Toward the end of the neighborhood, I passed Jill Donaldson’s house, or at least where she spent her summers home from college. We saw each other for a couple months. While we were dating we spent almost all our time together doing whatever we wanted, and paid for the lark with her father’s credit card. It all came to a screeching halt when she said I drank too much. “I don’t think you drink enough,” I retorted. With wit like that, I thought, I should go on the road, maybe even get a sitcom. “You,” she insisted, “are a hopeless alcoholic. Maybe you should get some treatment.
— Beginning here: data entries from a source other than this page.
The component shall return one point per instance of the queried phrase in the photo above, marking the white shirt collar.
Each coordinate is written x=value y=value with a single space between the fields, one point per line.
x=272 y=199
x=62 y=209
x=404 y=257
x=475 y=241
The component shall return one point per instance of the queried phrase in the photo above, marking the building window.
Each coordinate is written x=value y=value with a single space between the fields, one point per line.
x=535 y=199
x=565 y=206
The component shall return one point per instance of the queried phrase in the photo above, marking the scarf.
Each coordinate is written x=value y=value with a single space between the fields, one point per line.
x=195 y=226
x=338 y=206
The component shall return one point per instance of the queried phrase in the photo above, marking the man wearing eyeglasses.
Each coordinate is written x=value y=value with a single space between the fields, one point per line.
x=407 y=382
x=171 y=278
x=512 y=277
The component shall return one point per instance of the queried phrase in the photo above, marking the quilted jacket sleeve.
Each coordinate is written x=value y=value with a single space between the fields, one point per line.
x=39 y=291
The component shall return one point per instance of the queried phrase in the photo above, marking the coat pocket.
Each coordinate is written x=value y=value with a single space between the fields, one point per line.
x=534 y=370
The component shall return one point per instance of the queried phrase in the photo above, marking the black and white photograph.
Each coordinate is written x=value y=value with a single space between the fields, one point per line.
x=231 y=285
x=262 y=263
Lot’s of people have done it.”

 

“Sure,” I said. “And they replace the booze with something else to fill the bottomless holes in their souls. Some plug up the emptiness with religion, some with exercise, and others with money, sex or self-righteous rage. Or they just become boring. Anyway they become people I don’t want anything to do with.”

 

I walked to the liquor cabinet and poured myself a huge glass of what I knew was my last free liquor from that particular source. The following week she met up with a cokehead from Sacramento. Jill has been in treatment twice since we stopped seeing each other. I have yet to make that trip. I entered a working class neighborhood and immediately noticed a change. First of all there was noise, children playing in the yards, some screaming women and yelling men. Secondly, there was the smell of charcoal burning, people cooking their meals outdoors.

 

I turned the corner and started on the long straight drag to my place. I was soaked with sweat and I had worn holes in my shoes. And I still had 25 blocks to go. It was nearly dark when I reached my door. I was relieved to be home, and actually more relieved to be once again unemployed. Holding down a job is for losers, I thought. Jerks, assholes, flunkies… people too weak to buck the system, sissies who played the game because they had no imagination. I was dead tired, but I felt much more alive than I did before the Citation broke down.

 

I turned the knob on the door. It was locked. I checked my pockets for the key and remembered I threw it in the front seat when I abandoned the car. I went out to the bushes to look for a key I concealed for just such an event. All I found was a half-empty half-gallon of Old Thompson someone hid in the bushes. “Half-empty,” I muttered to myself. I unscrewed the cap and took a drink. It was still hot from a day in the summer heat. It was tough to swallow.  “Hell, I’m an optimist,” I said. I took another drink. “If it was a fifth, my cup would runneth over,” I said. Nobody heard me. I didn’t bother to repeat the statement.